На самом деле я не знаю. Но одно я могу сделать. Когда я смотрю на цветок, я могу описать его красоту во всей ее яркости, но как только отворачиваюсь, сделать это уже невозможно. Даже Валентина, которая живет со мной круглосуточно, мгновенно «вылетает» у меня из головы, когда уходит из комнаты. То же самое происходит и с любым звуком или шумом. Ты слышишь какой-то звук или шум, который раздается из комнаты, и понятия не имеешь, кто же его издает. (Валентина говорит: «Ты даже не помнишь, как меня зовут», и еще что-то. У. Г. и другие от души смеются.)


Хислоп: Если вы не различаете звуки, например звук льющейся воды и приближающейся машины, это может быть очень опасным, когда вы, например, идете по дороге. Так что важно различать...

У. Г.: Нет, это не так работает. Вот передо мной все, что я вижу, а сзади приближается машина. Ум осознаёт этот оглушительный шум, и ты знаешь, что шум оглушает тебя, несмотря на то что машина далеко. И ты тут же, автоматически, даже не оглядываясь, отходишь в сторону. Ты знаешь, что приближается машина, так как твои чувства более восприимчивы, чем они были раньше, поскольку ты ничем не озабочен. Ты слышишь звук и останавливаешься. А затем, если хочешь, ты можешь соотнести звук со звуком машины, или кричащего ребенка, или бегущей лошади. Сначала ты слышишь звук, а затем его с чем-то соотносишь, что вторично. Машина – такая знакомая вещь. Ты видишь, как они едут одна за другой, эти потрясающие движущиеся штуковины, ты осознаешь это движение и совершенно не озабочен тем, что нужно назвать это машиной. Ты очарован красотой движения автомобиля, красотой его корпуса, и с удивлением спрашиваешь: что это за штука и та, что позади? Ты невинен, как ребенок. Но ты обладаешь всей накопленной информацией и можешь ею пользоваться в нужный момент. В этом все: мудрость веков, если ее можно так назвать; она доступна тебе, чтобы ты ею пользовался. Она подобна мебели в этой комнате – стулу, столу, дивану, – но все зависит от того, как ты хочешь (или не хочешь) всем этим пользоваться; они просто там находятся.
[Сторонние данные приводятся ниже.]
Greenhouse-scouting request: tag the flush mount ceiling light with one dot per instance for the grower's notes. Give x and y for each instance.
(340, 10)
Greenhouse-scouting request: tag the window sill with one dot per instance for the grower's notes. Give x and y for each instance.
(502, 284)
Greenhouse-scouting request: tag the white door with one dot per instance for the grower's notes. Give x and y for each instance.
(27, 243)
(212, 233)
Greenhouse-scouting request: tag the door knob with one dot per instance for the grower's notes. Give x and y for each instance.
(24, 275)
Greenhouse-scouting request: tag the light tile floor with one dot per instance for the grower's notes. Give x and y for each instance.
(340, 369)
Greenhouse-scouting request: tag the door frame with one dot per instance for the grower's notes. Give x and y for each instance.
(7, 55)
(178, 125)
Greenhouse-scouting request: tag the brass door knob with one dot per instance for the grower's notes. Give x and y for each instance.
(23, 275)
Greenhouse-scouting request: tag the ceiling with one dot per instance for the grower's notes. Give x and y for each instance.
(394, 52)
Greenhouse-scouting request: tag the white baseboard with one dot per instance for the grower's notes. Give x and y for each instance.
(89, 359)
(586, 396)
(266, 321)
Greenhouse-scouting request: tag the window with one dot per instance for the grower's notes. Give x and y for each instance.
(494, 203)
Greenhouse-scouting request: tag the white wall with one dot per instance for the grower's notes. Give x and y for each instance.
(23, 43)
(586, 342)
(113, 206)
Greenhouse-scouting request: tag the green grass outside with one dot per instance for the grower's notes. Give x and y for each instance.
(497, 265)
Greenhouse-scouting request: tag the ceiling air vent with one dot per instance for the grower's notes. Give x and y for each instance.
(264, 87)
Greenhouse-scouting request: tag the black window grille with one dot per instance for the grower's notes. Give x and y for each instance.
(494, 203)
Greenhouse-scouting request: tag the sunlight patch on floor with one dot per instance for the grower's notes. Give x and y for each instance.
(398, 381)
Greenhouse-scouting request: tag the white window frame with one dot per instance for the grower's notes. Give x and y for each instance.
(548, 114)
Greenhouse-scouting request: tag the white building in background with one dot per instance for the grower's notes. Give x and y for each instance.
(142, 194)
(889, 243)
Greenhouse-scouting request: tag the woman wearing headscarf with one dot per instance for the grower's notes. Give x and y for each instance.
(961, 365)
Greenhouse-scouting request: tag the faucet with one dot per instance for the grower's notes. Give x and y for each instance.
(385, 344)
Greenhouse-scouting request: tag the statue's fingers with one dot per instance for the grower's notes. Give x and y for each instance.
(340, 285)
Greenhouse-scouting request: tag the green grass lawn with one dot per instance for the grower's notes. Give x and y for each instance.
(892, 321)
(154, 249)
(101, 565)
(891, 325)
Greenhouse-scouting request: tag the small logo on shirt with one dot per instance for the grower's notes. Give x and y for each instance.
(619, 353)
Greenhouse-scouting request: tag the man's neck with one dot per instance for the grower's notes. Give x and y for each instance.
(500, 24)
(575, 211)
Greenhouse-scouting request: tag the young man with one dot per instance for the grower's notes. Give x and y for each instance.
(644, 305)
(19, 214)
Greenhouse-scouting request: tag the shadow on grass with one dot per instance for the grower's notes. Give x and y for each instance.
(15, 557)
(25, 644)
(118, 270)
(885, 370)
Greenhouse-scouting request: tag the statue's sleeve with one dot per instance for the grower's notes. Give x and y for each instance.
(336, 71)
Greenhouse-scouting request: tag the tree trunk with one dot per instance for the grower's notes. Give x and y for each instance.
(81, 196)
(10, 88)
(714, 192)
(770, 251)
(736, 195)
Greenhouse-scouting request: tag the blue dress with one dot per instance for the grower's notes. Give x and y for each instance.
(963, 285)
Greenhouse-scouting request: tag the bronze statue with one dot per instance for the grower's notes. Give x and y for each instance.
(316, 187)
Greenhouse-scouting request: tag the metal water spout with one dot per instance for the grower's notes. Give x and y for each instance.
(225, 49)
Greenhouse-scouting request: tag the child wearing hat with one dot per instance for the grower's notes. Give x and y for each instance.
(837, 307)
Хислоп: Что вы видите, когда на что-либо смотрите?

У. Г.: Когда я смотрю на вас, я делаю это только внешне, вот и все. Когда вы говорите, я просто внимательно слушаю то, что вы говорите; на самом деле с моей стороны нет никакого усилия. Вы говорите, и я слушаю. Я это делаю непроизвольно, так как ум больше ничем не занят. Мои глаза вас видят, а уши слушают. Где находится то пространство, в котором я мог бы думать о том, что стоит за вашими словами или находится внутри вас? Возможно, там ничего и нет.


Хислоп: Разве нет никакой оценки того, истинны ли мои слова или ложны, хороши ли мои намерения или плохи, умен ли я или посредствен?

У. Г.: Нет никакой оценки. Этих идей нет. Я понимаю все, что вы говорите, все слова. Внутри есть некий механизм – что он собой представляет, я еще не знаю, – который вбирает эти слова и ничего не проецирует. Вся эта семантика и все подобное сегодня кажутся мне такими абсурдными – так как здесь нет никакого абстрагирования, никакого проецирования чего-либо. Я просто слушаю ваши слова. Человеческий мозг выработал эту способность говорить, слушать, запоминать и выдавать конкретные слова. Эта способность – часть человеческого организма, который эволюционировал на протяжении веков.


Виктория: Я могу оказаться ханжой, я могу и не иметь в виду то, что говорю. Но вы говорите, что не оцениваете, не судите!

У. Г.: Нет, я просто вас слушаю, так как нет никаких идей. Все идеи или сомнения на тему того, ханжа ли он и правда или нет то, что он говорит, не волнуют слуховой нерв. Слова передаются в мозг; глаза видят вас такими, какие вы есть, они не оценивают цветовую гамму – он одет в черную кожу, у него черные ботинки, у него на голове пробор, и тому подобное. Я не знаю, что находится внутри вас, что вы ищете, и нет способа это узнать.